KV Fabrics: Treating Context as a Distributed Filesystem

Published Apr 17, 2026 · 12 min read

Technical Essay · December 2024 · Systems Architecture

Evidence & Scope

Thesis: For long-context inference, the KV cache should not be managed as ephemeral GPU memory but as a first-class, distributed, memory-mapped filesystem built on CXL fabrics.

Evidence base: (1) Penguin Solutions production traces from 1,200 H100s serving 32k–128k context models showing 70% memory stall time^[1]; (2) CXL 3.0 lab measurements of 190–250ns load-to-use across a rack^[2]; (3) NVIDIA Dynamo early deployments for KV routing^[3].
In scope: Multi-turn, long-context (>32k) workloads with >40% prefix reuse. RAG agents, coding copilots, document chat.
Out of scope: Single-turn chat, training, or models <8B where full context fits in HBM. Hedging: GPU-initiated CXL and fabric-level cache coherence are still emerging support in 2024–2025 silicon.

Introduction

In The DPU is the New NIC, we argued that the unit of scheduling has shifted from packets to prompts, and that DPUs must become prompt-aware memory controllers. This essay extends that argument: if prompts are stateful, then the state they produce—the KV cache—must be stored, addressed, and shared like files, not like malloc buffers.

Today, every major inference stack treats KV cache as a per-GPU implementation detail. vLLM paginates it in HBM. TensorRT-LLM swaps it to host DRAM. Proprietary systems spill it to NVMe or recompute it. All of these are hacks around a missing abstraction.

What we need for long-context workloads is KV Fabrics: a distributed, memory-mapped namespace for context, addressable by session_id:token_offset, backed by a three-tier hierarchy (HBM → CXL DRAM → NVMe), and coherent across a rack via CXL 3.0. It looks like a filesystem, quacks like mmap, but it’s optimized for one workload: append-only, immutable token vectors.

The Memory Wall Is Now a Capacity Wall

The math is brutal and well-understood. For a GQA model like Llama 3 70B (80 layers, 8 KV heads, head_dim=128, bf16), KV cache per token is:

2 × 80 × 8 × 128 × 2 bytes ≈ 328 KB/token

At 32k context, that’s 10.5 GB per sequence. At batch 1,024 (typical for high-QPS serving), that’s 10.7 TB of live state. Penguin Solutions measured this exact configuration on their Ice Lake X platform and published the now-famous breakdown: 30% of GPU cycles spent on matmul compute, 70% stalled on KV load/store bandwidth. When they spilled to NVMe, capacity increased 10× but time-to-first-token (TTFT) degraded 8–12× due to 7–15µs tail latencies^[1].

This is not a compute problem. An H100 has 3.35 TB/s of HBM3 bandwidth—enough for perhaps 10 concurrent 32k contexts. It’s a capacity and sharing problem. The cache is too big for HBM, too hot for SSD, and too valuable to throw away. In multi-turn agents, Penguin found 68% of tokens were reused prefixes across turns. Recomputing them wastes an estimated $14M/year per 1,000 GPUs.

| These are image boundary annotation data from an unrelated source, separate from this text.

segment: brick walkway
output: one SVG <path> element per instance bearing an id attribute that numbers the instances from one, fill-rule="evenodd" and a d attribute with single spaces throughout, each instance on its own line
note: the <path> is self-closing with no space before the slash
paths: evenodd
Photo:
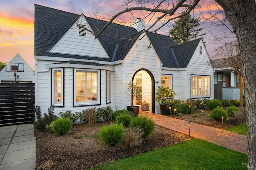
<path id="1" fill-rule="evenodd" d="M 152 113 L 140 113 L 151 117 L 156 125 L 189 135 L 188 121 Z M 191 122 L 190 136 L 229 149 L 247 154 L 247 137 L 220 129 Z"/>

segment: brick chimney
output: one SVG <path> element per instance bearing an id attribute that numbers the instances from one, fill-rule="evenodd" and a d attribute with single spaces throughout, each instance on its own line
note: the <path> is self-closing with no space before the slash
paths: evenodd
<path id="1" fill-rule="evenodd" d="M 138 18 L 134 22 L 134 24 L 132 27 L 136 29 L 136 30 L 139 32 L 145 29 L 145 21 L 141 20 L 141 18 Z"/>

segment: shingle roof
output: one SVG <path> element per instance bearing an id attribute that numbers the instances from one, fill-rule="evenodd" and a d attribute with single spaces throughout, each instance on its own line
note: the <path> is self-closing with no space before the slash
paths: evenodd
<path id="1" fill-rule="evenodd" d="M 48 52 L 48 50 L 58 42 L 80 16 L 79 15 L 35 4 L 34 55 L 104 61 L 117 61 L 124 58 L 134 43 L 130 39 L 140 33 L 134 28 L 111 23 L 98 38 L 109 59 Z M 107 23 L 84 17 L 95 33 Z M 200 39 L 177 45 L 169 36 L 150 32 L 147 32 L 147 34 L 163 63 L 163 66 L 174 68 L 186 67 Z"/>

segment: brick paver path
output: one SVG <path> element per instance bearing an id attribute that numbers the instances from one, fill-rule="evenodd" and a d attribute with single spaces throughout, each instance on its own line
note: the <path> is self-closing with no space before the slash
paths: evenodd
<path id="1" fill-rule="evenodd" d="M 177 132 L 189 135 L 188 121 L 174 118 L 158 114 L 144 113 L 151 117 L 156 125 Z M 200 139 L 229 149 L 247 154 L 247 137 L 205 125 L 191 122 L 190 136 Z"/>

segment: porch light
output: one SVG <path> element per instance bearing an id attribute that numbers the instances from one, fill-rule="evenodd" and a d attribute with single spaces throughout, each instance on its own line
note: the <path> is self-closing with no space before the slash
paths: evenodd
<path id="1" fill-rule="evenodd" d="M 189 132 L 189 138 L 190 138 L 190 122 L 188 122 L 188 132 Z"/>
<path id="2" fill-rule="evenodd" d="M 223 129 L 223 118 L 224 118 L 224 116 L 221 116 L 221 129 Z"/>

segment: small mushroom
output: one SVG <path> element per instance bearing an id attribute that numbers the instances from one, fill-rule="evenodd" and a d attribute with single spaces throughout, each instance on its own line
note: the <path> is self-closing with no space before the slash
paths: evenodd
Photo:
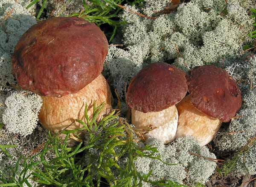
<path id="1" fill-rule="evenodd" d="M 241 93 L 227 72 L 212 65 L 196 67 L 186 78 L 190 95 L 177 105 L 176 138 L 192 136 L 205 145 L 213 139 L 222 122 L 235 116 L 241 107 Z"/>
<path id="2" fill-rule="evenodd" d="M 12 57 L 12 73 L 23 89 L 42 96 L 39 119 L 51 131 L 82 125 L 85 103 L 91 117 L 94 100 L 111 108 L 108 84 L 101 74 L 108 40 L 94 23 L 76 17 L 43 20 L 21 37 Z"/>
<path id="3" fill-rule="evenodd" d="M 142 69 L 128 88 L 127 102 L 137 129 L 153 130 L 145 134 L 168 143 L 176 132 L 178 113 L 175 105 L 187 91 L 186 74 L 175 66 L 158 62 Z"/>

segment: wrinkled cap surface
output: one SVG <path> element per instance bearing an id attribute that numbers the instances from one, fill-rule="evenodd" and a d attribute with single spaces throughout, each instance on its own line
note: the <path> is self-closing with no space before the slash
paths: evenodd
<path id="1" fill-rule="evenodd" d="M 94 23 L 55 17 L 33 26 L 12 57 L 12 73 L 23 89 L 43 96 L 75 93 L 101 73 L 108 41 Z"/>
<path id="2" fill-rule="evenodd" d="M 241 107 L 239 88 L 225 70 L 205 65 L 192 69 L 186 77 L 193 105 L 206 114 L 228 122 Z"/>
<path id="3" fill-rule="evenodd" d="M 144 113 L 158 112 L 179 102 L 187 91 L 185 72 L 166 63 L 153 63 L 132 79 L 127 93 L 128 105 Z"/>

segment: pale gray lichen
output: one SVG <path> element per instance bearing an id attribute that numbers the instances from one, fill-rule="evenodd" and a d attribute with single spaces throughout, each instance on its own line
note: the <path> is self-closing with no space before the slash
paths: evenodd
<path id="1" fill-rule="evenodd" d="M 256 136 L 256 91 L 253 88 L 256 84 L 256 56 L 248 55 L 241 62 L 233 63 L 227 68 L 233 68 L 232 73 L 241 77 L 240 82 L 243 80 L 239 84 L 243 105 L 237 114 L 240 117 L 233 119 L 227 129 L 221 129 L 214 139 L 218 148 L 223 151 L 239 151 Z"/>
<path id="2" fill-rule="evenodd" d="M 9 133 L 22 136 L 30 134 L 38 121 L 41 97 L 31 92 L 16 91 L 5 100 L 3 121 Z"/>
<path id="3" fill-rule="evenodd" d="M 42 105 L 40 96 L 23 91 L 13 91 L 11 86 L 17 84 L 12 74 L 13 51 L 22 34 L 36 23 L 32 14 L 35 6 L 26 8 L 29 3 L 15 0 L 0 2 L 0 120 L 6 125 L 7 132 L 23 136 L 31 133 L 36 126 Z"/>
<path id="4" fill-rule="evenodd" d="M 6 151 L 11 156 L 8 156 L 3 152 L 0 148 L 0 178 L 4 177 L 6 180 L 10 180 L 13 174 L 11 168 L 15 168 L 18 159 L 23 155 L 25 157 L 28 156 L 32 153 L 33 150 L 37 146 L 42 142 L 48 140 L 48 133 L 47 131 L 38 126 L 33 133 L 27 137 L 20 136 L 17 135 L 12 135 L 7 133 L 6 130 L 0 128 L 0 144 L 14 145 L 15 147 L 6 148 Z M 53 154 L 52 152 L 47 154 L 49 158 L 52 158 Z M 47 159 L 49 159 L 46 158 Z M 23 167 L 19 165 L 18 166 L 18 171 L 22 171 Z M 27 173 L 28 175 L 29 173 Z M 15 178 L 18 177 L 17 175 Z M 38 184 L 29 178 L 29 183 L 34 187 L 37 186 Z M 26 184 L 24 187 L 26 187 Z"/>
<path id="5" fill-rule="evenodd" d="M 170 145 L 153 138 L 147 140 L 146 143 L 157 148 L 163 161 L 176 164 L 168 165 L 159 160 L 139 157 L 134 162 L 137 170 L 142 174 L 152 171 L 149 181 L 166 179 L 191 184 L 204 184 L 214 172 L 216 164 L 202 156 L 214 159 L 216 156 L 205 146 L 199 146 L 192 137 L 177 139 Z"/>
<path id="6" fill-rule="evenodd" d="M 244 42 L 251 41 L 246 34 L 252 30 L 253 21 L 245 6 L 252 4 L 250 0 L 227 4 L 192 0 L 180 5 L 177 12 L 156 15 L 154 20 L 131 12 L 152 16 L 151 10 L 158 8 L 153 1 L 157 2 L 146 1 L 143 10 L 127 6 L 121 16 L 127 23 L 122 30 L 125 48 L 111 49 L 105 65 L 114 82 L 117 75 L 122 75 L 129 82 L 143 65 L 155 61 L 174 61 L 186 71 L 205 64 L 218 65 L 224 58 L 238 57 Z"/>
<path id="7" fill-rule="evenodd" d="M 11 73 L 12 53 L 21 35 L 36 23 L 31 14 L 35 6 L 29 9 L 25 8 L 28 3 L 15 0 L 0 2 L 0 85 L 3 87 L 15 84 Z"/>

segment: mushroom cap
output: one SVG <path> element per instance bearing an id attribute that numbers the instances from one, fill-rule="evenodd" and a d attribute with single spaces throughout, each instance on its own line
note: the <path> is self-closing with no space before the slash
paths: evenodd
<path id="1" fill-rule="evenodd" d="M 188 95 L 179 102 L 176 107 L 179 113 L 178 127 L 175 139 L 187 136 L 195 138 L 203 146 L 211 142 L 218 131 L 221 122 L 195 108 Z"/>
<path id="2" fill-rule="evenodd" d="M 228 122 L 241 107 L 241 91 L 227 71 L 212 65 L 198 66 L 186 76 L 192 104 L 222 122 Z"/>
<path id="3" fill-rule="evenodd" d="M 21 37 L 12 73 L 23 89 L 61 97 L 77 93 L 99 76 L 108 49 L 95 24 L 76 17 L 49 19 Z"/>
<path id="4" fill-rule="evenodd" d="M 179 102 L 188 86 L 185 72 L 175 65 L 158 62 L 143 68 L 131 80 L 127 102 L 144 113 L 158 112 Z"/>

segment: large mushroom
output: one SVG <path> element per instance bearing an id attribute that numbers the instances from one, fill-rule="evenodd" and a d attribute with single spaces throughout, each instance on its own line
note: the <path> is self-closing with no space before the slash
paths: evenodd
<path id="1" fill-rule="evenodd" d="M 55 17 L 30 28 L 12 57 L 12 73 L 23 88 L 42 96 L 39 119 L 52 131 L 80 127 L 85 103 L 93 100 L 111 108 L 109 85 L 101 74 L 108 54 L 106 37 L 94 23 L 81 18 Z"/>
<path id="2" fill-rule="evenodd" d="M 236 82 L 225 70 L 212 65 L 198 66 L 186 76 L 187 96 L 177 105 L 176 138 L 191 136 L 205 145 L 214 137 L 222 122 L 228 122 L 241 105 Z"/>
<path id="3" fill-rule="evenodd" d="M 178 121 L 175 105 L 187 91 L 186 74 L 175 66 L 158 62 L 142 69 L 128 88 L 127 102 L 131 108 L 131 122 L 145 134 L 168 143 L 174 139 Z"/>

NVMe is the wrong abstraction. It gives you blocks, not cache lines. It forces DMA, queues, and filesystem journals. We need something between DRAM and SSD: byte-addressable, rack-scale, 200ns, and shareable. That is CXL.

Why Current Approaches Are Hacks

1. PagedAttention (vLLM): Brilliant for HBM fragmentation, but it’s still a single-GPU allocator. It cannot share a page across nodes. Forking a 64k context means memcpy, not COW.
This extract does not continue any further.